Second, historical literacy provides essential context about the operating environment. As then-Prime Minister Goh Chok Tong put it at the Administrative Service dinner in 1991, policymakers must contend with how history “has influenced the attitudes and perceptions of the various communities in the population”.15 History helps us appreciate that society is not a blank slate on which decisions are enacted, and allows us to perceive historical forces which mediate the relationship between the state and its citizens. This function explains why history courses have featured in the training of civil servants in key moments of transition. When Singapore’s newly-elected leaders set up the Political Study Centre in 1959 to sensitise civil servants to the realities of self-governance, the centre offered courses on the history of Western and Asian political thought, with an emphasis on the trajectories of nationalist movements.16 Twenty-five years later, fears that younger civil servants had no memory of Singapore’s early turmoil led the Civil Service Institute to introduce a course on the post-war history of Singapore’s labour movement.17
History helps us appreciate that society is not a blank slate on which decisions are enacted, and allows us to perceive historical forces which mediate the relationship between the state and its citizen.
Third, historical analysis enables policymakers to establish continuities between current events and longer-term processes. The exigencies of the day frequently consume the business of government, and rightly so. But viewed in their long-term historical context, phenomena frequently described as “unprecedented” or “disruptive” (in the sense of disruptive innovation) often have logical antecedents, which can illuminate the underlying causality at play. Conversely, by understanding the historical specificity of a particular practice or policy, we can come to see proverbial sacred cows as responses to specific circumstances of the day, rather than as pieties to be held valid for all time. In this way, history checks against status quo bias and disarms the seven most dangerous words in government: ‘It has always been done this way’.

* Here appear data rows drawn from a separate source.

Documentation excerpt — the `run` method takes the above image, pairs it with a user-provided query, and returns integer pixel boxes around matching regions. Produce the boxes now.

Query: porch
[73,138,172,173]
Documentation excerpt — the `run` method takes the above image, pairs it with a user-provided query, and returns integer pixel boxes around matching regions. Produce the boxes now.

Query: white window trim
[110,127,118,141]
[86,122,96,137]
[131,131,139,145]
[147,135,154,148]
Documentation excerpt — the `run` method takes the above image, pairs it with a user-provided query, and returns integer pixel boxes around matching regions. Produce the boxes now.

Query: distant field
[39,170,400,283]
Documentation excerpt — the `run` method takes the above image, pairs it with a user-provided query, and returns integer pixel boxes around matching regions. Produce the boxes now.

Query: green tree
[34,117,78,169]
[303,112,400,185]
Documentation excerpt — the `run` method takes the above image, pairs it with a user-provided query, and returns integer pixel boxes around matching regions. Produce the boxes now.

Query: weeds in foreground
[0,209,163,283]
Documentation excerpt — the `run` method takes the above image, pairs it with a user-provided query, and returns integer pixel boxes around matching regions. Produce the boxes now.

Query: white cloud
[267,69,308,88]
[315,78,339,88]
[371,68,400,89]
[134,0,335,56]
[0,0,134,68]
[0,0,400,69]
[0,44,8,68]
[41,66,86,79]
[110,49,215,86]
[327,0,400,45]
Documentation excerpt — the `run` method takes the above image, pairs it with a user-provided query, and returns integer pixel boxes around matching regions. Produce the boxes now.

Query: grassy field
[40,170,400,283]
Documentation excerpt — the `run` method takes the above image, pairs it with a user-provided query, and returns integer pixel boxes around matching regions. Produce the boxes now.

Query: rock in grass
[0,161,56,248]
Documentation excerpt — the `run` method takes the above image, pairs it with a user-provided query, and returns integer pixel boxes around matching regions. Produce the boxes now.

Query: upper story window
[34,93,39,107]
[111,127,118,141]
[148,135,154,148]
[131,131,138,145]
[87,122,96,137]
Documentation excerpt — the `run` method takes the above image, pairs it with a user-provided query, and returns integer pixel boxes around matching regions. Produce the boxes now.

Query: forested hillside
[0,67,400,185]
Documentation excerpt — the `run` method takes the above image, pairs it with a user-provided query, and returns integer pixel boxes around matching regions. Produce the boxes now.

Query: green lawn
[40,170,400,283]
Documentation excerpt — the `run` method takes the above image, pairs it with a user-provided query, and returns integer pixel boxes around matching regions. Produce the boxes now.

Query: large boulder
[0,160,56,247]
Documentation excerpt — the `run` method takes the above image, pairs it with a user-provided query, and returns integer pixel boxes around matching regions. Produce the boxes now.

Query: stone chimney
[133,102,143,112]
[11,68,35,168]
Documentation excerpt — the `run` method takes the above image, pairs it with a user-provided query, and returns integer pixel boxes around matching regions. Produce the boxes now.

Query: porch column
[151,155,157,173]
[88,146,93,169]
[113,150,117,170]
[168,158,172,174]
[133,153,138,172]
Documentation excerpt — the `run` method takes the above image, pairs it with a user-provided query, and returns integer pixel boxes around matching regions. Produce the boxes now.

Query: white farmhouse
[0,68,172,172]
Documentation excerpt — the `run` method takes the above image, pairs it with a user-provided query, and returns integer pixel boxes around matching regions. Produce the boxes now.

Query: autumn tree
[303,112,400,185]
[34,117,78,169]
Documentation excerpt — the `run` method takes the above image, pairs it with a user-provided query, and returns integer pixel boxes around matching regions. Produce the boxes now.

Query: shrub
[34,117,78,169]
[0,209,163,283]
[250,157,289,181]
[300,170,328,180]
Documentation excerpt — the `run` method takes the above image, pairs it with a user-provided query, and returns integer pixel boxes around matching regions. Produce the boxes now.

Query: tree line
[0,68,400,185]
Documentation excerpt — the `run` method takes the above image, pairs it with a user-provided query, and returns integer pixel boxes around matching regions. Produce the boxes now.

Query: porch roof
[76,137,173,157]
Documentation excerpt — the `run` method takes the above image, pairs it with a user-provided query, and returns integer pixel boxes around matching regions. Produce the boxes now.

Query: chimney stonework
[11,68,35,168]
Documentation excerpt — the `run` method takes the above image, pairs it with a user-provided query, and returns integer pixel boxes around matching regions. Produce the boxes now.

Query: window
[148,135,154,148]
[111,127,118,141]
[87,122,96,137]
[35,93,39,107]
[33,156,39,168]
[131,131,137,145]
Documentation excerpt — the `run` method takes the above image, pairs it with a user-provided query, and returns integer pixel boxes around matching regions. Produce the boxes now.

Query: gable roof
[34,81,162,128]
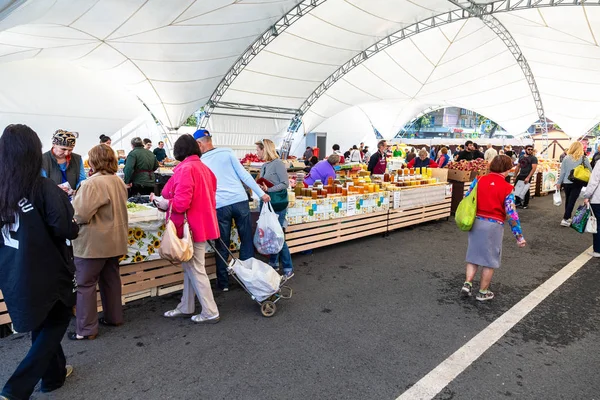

Consider the policy of streaming in schools, which is set to be phased out by 2024. For those of us who grew up with streaming, it might appear to reflect a natural hierarchy of students grouped by academic ability. But seen through a historical lens, streaming represents a response to the specific problem of high drop-out rates in the 1970s, as set out in the Goh Keng Swee Report. Even the imagery used in the typewritten 1978 report points to its historical particularity. “If as a result of a world calamity, children in England were taught Russian and Mandarin”, the authors write, in a lyrical reference to prevailing Cold War anxieties, “the British education system would run into some of the problems which have been plaguing the schools in Singapore”.18
History checks against status quo bias and disarms the seven most dangerous words in government: “It has always been done this way”.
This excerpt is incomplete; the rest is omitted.